God’s promises are to both body and soul

“And He breathed upon his face the breath of life, and man (that is, the clay) became a living soul; and God placed the man whom He had formed in the garden.” So that man was clay at first, and only afterwards man entire. I wish to impress this on your attention, with a view to your knowing, that whatever God has at all purposed or promised to man, is due not to the soul simply, but to the flesh also; if not arising out of any community in their origin, yet at all events by the privilege possessed by the latter in its name.

Tertullian
On the Resurrection of the Flesh
Chapter V

Marcion preached only a resurrection of the soul

For Marcion does not in any wise admit the resurrection of the flesh, and it is only the salvation of the soul which he promises; consequently the question which he raises is not concerning the sort of body, but the very substance thereof. Notwithstanding, he is most plainly refuted even from what the apostle advances respecting the quality of the body, in answer to those who ask, “How are the dead raised up? with what body do they come?” For as he treated of the sort of body, he of course ipso facto proclaimed in the argument that it was a body which would rise again.

Tertullian
The Five Books Against Marcion, Book V
Chapter X

We are made alive in Christ in the body

Here in the word man, who consists of bodily substance, as we have often shown already, is presented to me the body of Christ.  But if we are all so made alive in Christ, as we die in Adam, it follows of necessity that we are made alive in Christ as a bodily substance, since we died in Adam as a bodily substance.
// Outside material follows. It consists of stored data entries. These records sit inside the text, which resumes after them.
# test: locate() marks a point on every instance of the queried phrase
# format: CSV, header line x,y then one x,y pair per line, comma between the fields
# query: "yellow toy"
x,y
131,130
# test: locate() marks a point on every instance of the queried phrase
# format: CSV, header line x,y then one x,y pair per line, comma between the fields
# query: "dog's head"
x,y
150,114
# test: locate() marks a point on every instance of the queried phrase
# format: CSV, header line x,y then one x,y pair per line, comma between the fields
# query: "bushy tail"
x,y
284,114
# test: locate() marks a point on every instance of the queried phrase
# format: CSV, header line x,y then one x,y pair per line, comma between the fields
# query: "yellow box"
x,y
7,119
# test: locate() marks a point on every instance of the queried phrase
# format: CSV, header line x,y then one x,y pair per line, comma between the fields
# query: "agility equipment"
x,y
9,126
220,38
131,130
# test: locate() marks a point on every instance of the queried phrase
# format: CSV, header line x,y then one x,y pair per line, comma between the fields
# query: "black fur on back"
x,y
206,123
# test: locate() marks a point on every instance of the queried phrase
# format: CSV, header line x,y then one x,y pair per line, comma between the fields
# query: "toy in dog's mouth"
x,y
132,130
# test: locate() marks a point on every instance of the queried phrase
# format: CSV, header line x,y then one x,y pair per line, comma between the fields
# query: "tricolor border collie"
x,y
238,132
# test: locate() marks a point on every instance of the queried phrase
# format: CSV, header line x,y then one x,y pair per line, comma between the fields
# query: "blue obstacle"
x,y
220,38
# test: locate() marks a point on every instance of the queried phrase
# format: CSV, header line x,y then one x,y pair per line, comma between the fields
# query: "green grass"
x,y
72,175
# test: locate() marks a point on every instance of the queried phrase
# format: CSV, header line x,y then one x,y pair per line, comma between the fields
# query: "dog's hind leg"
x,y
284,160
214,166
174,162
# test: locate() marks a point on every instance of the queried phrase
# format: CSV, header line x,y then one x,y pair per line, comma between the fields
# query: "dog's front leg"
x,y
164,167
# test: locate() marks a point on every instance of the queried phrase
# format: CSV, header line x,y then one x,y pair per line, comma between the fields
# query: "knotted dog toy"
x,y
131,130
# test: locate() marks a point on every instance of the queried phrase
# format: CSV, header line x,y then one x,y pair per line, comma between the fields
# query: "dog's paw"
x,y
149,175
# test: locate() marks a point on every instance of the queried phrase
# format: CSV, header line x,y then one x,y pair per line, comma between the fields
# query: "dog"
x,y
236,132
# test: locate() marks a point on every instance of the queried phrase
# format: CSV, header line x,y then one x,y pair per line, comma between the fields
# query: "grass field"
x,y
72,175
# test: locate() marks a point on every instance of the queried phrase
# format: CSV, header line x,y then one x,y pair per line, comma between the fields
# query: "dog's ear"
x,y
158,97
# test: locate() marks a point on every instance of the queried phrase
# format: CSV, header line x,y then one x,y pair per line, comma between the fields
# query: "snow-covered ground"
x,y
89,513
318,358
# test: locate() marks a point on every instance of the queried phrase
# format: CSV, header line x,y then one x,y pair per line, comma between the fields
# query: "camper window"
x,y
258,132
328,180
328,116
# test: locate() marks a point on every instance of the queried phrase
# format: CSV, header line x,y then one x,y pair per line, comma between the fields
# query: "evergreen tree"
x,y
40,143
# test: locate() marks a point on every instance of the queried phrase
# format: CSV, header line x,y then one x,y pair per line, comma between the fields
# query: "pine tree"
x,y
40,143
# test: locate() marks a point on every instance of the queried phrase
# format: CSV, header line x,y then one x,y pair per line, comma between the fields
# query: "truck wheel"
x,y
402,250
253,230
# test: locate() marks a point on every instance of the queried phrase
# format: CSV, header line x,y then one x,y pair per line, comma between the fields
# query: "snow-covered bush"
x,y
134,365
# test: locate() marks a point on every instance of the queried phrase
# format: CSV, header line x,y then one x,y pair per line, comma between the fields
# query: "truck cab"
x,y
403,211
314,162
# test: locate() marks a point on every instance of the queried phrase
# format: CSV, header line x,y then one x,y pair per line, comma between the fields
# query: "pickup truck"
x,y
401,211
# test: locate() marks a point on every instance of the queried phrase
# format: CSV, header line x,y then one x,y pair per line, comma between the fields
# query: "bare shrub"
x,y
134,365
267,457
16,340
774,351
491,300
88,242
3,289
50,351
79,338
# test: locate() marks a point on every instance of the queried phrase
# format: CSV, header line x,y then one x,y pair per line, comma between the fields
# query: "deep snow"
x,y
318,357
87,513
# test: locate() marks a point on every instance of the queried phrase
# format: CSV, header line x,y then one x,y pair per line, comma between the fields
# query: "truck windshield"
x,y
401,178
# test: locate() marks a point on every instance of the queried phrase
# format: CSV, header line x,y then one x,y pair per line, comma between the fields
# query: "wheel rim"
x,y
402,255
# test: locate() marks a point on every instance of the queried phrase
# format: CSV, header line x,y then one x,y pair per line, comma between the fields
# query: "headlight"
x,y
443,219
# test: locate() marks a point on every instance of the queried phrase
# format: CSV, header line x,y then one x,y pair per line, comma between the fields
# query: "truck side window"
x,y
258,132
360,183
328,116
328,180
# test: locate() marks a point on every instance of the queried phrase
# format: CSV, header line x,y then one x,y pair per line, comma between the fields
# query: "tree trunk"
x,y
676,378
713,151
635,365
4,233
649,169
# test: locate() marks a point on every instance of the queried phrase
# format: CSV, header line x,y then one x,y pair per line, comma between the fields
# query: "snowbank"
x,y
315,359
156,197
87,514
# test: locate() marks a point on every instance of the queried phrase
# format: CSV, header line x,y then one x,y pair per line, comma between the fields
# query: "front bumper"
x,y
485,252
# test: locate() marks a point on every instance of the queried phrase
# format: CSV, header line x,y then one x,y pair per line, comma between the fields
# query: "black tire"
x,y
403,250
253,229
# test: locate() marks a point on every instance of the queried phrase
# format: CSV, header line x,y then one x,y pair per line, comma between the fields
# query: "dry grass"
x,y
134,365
The similarity, indeed, is not complete, unless our revival in Christ concur in identity of substance with our mortality in Adam.

Tertullian
The Five Books Against Marcion, Book V
Chapter IX

Only a body dies so therefore resurrection is of the body, not the soul

Now the body is that which loses life, and as the result of losing it becomes dead. To the body, therefore, the term dead is only suitable. Moreover, as resurrection accrues to what is dead, and dead is a term applicable only to a body, therefore the body alone has a resurrection incidental to it. So again the word Resurrection, or (rising again), embraces only that which has fallen down. “To rise,” indeed, can be predicated of that which has never fallen down, but had already been always lying down. But “to rise again” is predicable only of that which has fallen down; because it is by rising again, in consequence of its having fallen down, that it is said to have re-risen.

Tertullian
The Five Books Against Marcion, Book V
Chapter IX

The soul is cleansed and purified upon death

Undoubtedly, when the soul, by the power of death, is released from its concretion with the flesh, it is by the very release cleansed and purified: it is, moreover, certain that it escapes from the veil of the flesh into open space, to its clear, and pure, and intrinsic light; and then finds itself enjoying its enfranchisement from matter, and by virtue of its liberty it recovers its divinity, as one who awakes out of sleep passes from images to verities. Then it tells out what it sees; then it exults or it fears, according as it finds what lodging is prepared for it, as soon as it sees the very angel’s face, that arraigner of souls, the Mercury of the poets.

Tertullian
A Treatise on the Soul
Chapter LIII

Man is not totally depraved because the image of God is not lost

For, as we have said before, the corruption of our nature is another nature having a god and father of its own, namely the author of (that) corruption.  Still there is a portion of good in the soul, of that original, divine, and genuine good, which is its proper nature.  For that which is derived from God is rather obscured than extinguished. It can be obscured, indeed, because it is not God; extinguished, however, it cannot be, because it comes from God. As therefore light, when intercepted by an opaque body, still remains, although it is not apparent, by reason of the interposition of so dense a body; so likewise the good in the soul, being weighed down by the evil, is, owing to the obscuring character thereof, either not seen at all, its light being wholly hidden, or else only a stray beam is there visible where it struggles through by an accidental outlet. Thus some men are very bad, and some very good; but yet the souls of all form but one genus: even in the worst there is something good, and in the best there is something bad. For God alone is without sin; and the only man without sin is Christ, since Christ is also God.

Tertullian
A Treatise on the Soul
Chapter XLI

Men’s souls return to their bodies to be judged

Accordingly, God’s judgment will be more full and complete, because it will be pronounced at the very last, in an eternal irrevocable sentence, both of punishment and of consolation, (on men whose) souls are not to transmigrate into beasts, but are to return into their own proper bodies. And all this once for all, and on “that day, too, of which the Father only knoweth;” (only knoweth,) in order that by her trembling expectation faith may make full trial of her anxious sincerity, keeping her gaze ever fixed on that day, in her perpetual ignorance of it, daily fearing that for which she yet daily hopes.

Tertullian
A Treatise on the Soul
Chapter XXXIII

The soul is created simultaneously with the body

How, then, is a living being conceived? Is the substance of both body and soul formed together at one and the same time? Or does one of them precede the other in natural formation? We indeed maintain that both are conceived, and formed, and perfectly simultaneously, as well as born together; and that not a moment’s interval occurs in their conception, so that, a prior place can be assigned to either.